Die Sandinsel bildete sich vor etwa 8000 Jahren, als Sandablagerungen die Tulcea-Bucht blockierten und zur Entstehung des Donaudeltas führten. Das heutige Schutzgebiet wurde 1990 offiziell unter Schutz gestellt.
Der Name stammt aus der türkischen Sprache und bedeutet "schwarzer Wald", was sich auf die dichte Vegetation bezieht, die in bestimmten Waldabschnitten tiefe Schatten wirft.
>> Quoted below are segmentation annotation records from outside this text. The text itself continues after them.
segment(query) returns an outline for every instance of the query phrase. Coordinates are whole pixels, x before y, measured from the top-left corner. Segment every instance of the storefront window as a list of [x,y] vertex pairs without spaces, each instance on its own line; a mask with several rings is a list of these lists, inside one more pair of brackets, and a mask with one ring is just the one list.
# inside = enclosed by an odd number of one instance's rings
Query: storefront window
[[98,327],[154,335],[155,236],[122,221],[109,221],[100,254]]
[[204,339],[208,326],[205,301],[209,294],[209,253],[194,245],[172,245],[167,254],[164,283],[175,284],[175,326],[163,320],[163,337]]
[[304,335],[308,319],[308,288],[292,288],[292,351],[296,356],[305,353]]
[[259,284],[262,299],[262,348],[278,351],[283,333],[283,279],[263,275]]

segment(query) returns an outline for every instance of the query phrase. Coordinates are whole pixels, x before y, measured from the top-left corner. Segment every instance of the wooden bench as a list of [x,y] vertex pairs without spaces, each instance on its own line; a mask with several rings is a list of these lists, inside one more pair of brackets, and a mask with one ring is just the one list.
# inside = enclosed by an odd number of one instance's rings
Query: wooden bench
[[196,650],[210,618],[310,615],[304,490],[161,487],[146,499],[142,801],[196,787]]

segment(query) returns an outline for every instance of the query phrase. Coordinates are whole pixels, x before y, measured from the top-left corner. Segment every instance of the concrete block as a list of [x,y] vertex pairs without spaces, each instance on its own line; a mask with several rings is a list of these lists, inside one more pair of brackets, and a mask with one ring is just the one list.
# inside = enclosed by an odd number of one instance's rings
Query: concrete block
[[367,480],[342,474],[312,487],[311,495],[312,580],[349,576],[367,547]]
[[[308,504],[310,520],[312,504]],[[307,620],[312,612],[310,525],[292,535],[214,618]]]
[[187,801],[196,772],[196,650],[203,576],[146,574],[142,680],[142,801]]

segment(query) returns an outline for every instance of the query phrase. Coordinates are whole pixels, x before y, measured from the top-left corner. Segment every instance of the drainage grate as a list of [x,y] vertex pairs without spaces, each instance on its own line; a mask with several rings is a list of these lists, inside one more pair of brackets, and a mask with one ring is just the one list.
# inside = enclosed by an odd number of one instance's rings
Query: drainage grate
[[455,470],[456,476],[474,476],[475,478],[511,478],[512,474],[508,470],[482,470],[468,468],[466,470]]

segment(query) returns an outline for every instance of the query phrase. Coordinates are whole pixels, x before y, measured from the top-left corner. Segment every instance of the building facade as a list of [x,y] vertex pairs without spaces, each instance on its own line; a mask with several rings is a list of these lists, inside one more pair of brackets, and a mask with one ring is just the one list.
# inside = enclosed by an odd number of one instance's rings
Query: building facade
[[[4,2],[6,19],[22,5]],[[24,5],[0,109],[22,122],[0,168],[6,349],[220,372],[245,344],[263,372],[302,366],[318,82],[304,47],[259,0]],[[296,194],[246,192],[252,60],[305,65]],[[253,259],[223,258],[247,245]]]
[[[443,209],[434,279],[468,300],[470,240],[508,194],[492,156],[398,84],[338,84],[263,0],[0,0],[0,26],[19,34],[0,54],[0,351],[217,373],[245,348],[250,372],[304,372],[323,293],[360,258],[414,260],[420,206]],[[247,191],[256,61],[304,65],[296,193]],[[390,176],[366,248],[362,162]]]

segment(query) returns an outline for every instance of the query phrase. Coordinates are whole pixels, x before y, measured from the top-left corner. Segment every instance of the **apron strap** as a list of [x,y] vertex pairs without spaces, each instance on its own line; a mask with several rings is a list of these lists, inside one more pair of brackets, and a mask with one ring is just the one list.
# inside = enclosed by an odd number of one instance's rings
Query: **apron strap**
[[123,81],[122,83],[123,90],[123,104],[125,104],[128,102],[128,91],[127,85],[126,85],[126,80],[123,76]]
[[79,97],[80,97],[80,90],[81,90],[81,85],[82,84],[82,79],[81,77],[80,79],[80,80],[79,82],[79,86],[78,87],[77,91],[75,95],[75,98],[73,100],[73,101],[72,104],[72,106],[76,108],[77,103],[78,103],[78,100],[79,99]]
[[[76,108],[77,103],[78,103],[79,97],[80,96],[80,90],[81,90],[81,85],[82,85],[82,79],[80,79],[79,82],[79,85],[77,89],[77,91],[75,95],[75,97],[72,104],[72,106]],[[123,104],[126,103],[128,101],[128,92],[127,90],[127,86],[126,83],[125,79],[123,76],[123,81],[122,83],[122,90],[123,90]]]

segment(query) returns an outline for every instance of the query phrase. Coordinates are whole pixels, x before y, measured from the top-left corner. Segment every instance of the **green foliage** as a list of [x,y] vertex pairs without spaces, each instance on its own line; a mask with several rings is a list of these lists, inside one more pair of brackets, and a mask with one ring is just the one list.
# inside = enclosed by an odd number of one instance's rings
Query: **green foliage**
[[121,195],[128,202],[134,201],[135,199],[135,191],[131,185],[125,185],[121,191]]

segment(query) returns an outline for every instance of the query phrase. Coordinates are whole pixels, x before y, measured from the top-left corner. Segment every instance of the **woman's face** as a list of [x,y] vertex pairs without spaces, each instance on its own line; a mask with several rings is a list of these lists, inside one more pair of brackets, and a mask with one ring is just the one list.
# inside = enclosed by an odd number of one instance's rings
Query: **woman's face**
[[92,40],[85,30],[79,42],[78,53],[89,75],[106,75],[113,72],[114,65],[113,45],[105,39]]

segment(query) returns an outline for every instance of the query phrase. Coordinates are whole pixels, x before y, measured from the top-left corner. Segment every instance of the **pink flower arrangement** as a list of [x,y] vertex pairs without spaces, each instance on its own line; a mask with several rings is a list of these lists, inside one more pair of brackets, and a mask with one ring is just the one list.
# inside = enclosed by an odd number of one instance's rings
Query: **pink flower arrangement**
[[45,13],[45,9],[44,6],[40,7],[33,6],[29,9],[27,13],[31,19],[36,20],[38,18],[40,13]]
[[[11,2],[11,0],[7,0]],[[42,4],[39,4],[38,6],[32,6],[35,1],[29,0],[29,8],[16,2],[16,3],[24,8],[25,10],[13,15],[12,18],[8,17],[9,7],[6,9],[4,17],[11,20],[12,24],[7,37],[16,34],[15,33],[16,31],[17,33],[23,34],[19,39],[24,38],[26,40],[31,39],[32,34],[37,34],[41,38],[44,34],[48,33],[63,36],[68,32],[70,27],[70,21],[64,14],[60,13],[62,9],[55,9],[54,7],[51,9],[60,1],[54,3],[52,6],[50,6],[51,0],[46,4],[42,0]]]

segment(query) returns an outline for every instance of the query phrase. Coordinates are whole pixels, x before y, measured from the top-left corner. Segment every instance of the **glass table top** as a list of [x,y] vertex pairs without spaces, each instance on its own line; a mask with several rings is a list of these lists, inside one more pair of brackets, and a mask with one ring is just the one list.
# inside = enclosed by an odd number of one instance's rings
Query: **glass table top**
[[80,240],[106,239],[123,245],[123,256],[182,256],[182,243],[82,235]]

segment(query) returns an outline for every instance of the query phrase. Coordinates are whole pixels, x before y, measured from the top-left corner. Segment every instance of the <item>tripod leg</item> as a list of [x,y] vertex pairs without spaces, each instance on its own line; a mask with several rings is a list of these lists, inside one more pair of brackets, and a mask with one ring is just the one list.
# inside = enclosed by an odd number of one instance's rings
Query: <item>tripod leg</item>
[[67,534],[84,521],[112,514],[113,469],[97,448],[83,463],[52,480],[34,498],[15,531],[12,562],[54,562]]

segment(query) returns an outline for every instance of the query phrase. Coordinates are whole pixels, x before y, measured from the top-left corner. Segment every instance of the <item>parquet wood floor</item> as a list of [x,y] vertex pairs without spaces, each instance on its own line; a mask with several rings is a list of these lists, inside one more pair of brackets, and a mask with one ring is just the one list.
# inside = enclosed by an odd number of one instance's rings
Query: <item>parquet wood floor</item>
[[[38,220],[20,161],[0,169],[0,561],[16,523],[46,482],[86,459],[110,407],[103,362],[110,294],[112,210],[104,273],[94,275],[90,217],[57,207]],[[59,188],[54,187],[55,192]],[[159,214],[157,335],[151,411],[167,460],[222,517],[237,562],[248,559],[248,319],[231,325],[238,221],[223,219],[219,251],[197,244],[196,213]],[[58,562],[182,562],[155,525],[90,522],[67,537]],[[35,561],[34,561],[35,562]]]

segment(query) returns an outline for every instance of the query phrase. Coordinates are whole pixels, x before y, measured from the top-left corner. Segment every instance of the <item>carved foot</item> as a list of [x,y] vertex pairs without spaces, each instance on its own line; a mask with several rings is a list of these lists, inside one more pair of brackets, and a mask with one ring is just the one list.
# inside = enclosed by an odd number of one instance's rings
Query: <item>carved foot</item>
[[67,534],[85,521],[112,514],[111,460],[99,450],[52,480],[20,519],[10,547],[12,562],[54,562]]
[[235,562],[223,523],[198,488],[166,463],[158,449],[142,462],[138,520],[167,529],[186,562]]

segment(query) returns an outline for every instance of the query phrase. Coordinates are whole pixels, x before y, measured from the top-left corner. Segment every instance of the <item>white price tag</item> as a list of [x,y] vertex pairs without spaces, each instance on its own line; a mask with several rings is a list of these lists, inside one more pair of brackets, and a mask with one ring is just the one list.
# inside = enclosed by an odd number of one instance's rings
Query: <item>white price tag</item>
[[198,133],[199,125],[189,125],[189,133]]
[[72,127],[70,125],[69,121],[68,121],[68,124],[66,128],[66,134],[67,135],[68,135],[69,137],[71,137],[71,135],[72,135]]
Besucher können die Gegend am besten mit Hilfe lokaler Führer erkunden, die Fahrten mit dem Auto oder Traktor anbieten. Bequeme Schuhe und Sonnenschutz sind wichtig, da das Gelände offen und sonnenexponiert ist.
Ein besonders alter Eichbaum wächst am Brunnen der Jäger und besticht mit seinem gewaltigen Stammumfang. Dieses Exemplar wird als eines der größten Bäume in der gesamten Region angesehen.